Bardet-Biedl syndrome (BBS) affects many parts of the body, and signs and symptoms of the condition can vary among affected individuals. One of the major features of BBS is progressive vision loss due to deterioration of the retina. Typically, this begins in mid-childhood with problems with night vision and is followed by the development of blind spots in the peripheral vision. These blind spots become bigger with time and eventually merge to produce tunnel vision. Most individuals also develop blurred central vision and become legally blind by adolescence or early adulthood.[1]

Other major signs and symptoms of BBS include obesity (which can cause type 2 diabetes, high blood pressure, and abnormally high cholesterol levels); kidney abnormalities; the presence of extra fingers and/or toes (polydactyly); intellectual disability or learning problems; and abnormalities of the genitalia. Most affected males are infertile because they produce reduced amounts of sex hormones.
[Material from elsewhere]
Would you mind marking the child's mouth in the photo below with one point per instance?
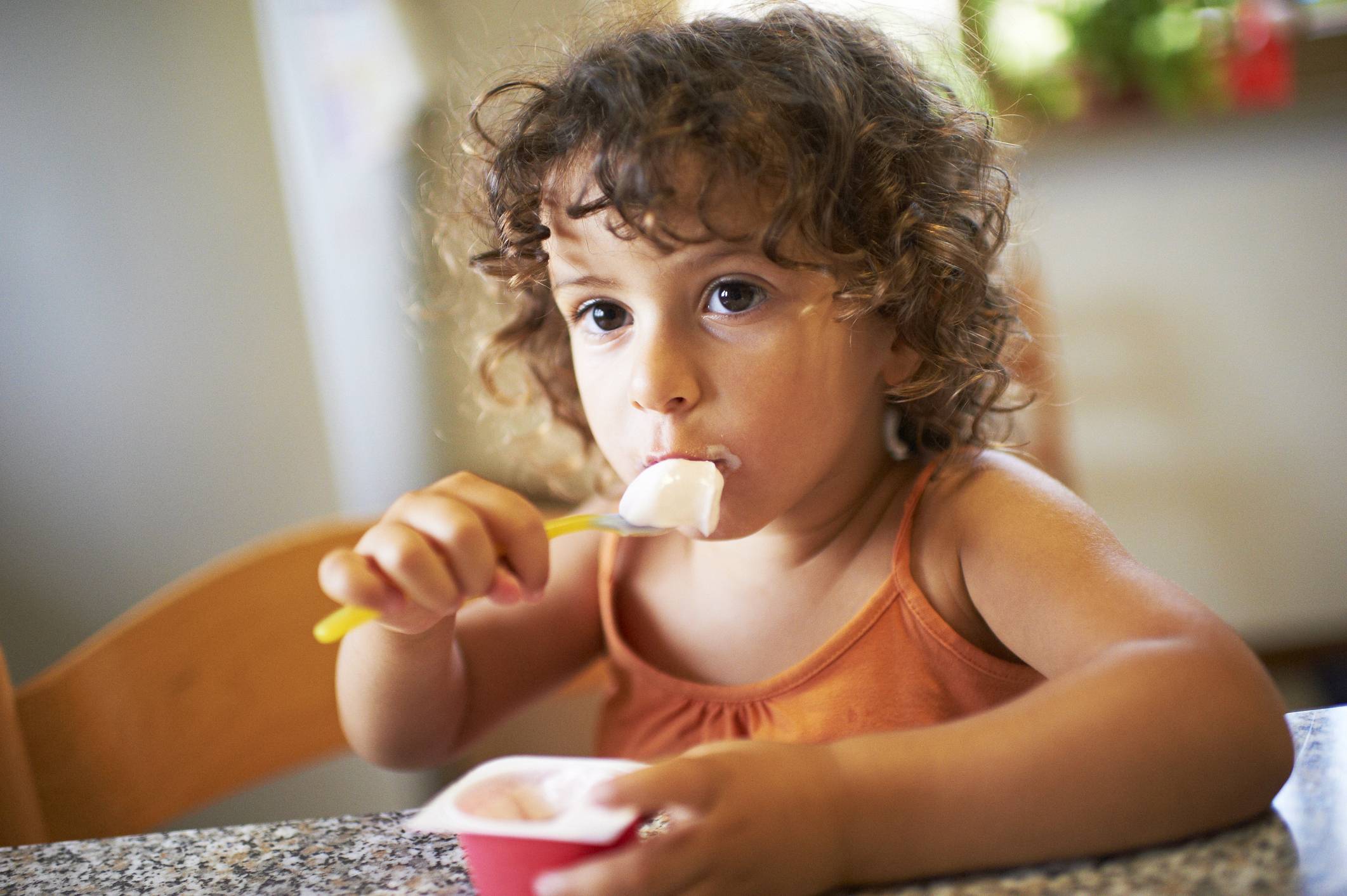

Other characteristics of the condition may include impaired speech; delayed development of motor skills; behavioral problems; and poor coordination. Additional features that have been reported in some people with BBS include distinctive facial features; dental abnormalities; unusually short or fused fingers and/or toes; a partial or complete loss of the sense of smell (anosmia); and other abnormalities.[1]
Last updated: 10/3/2011

  1. Bardet-Biedl syndrome. Genetics Home Reference. May 2010; Accessed 10/3/2011.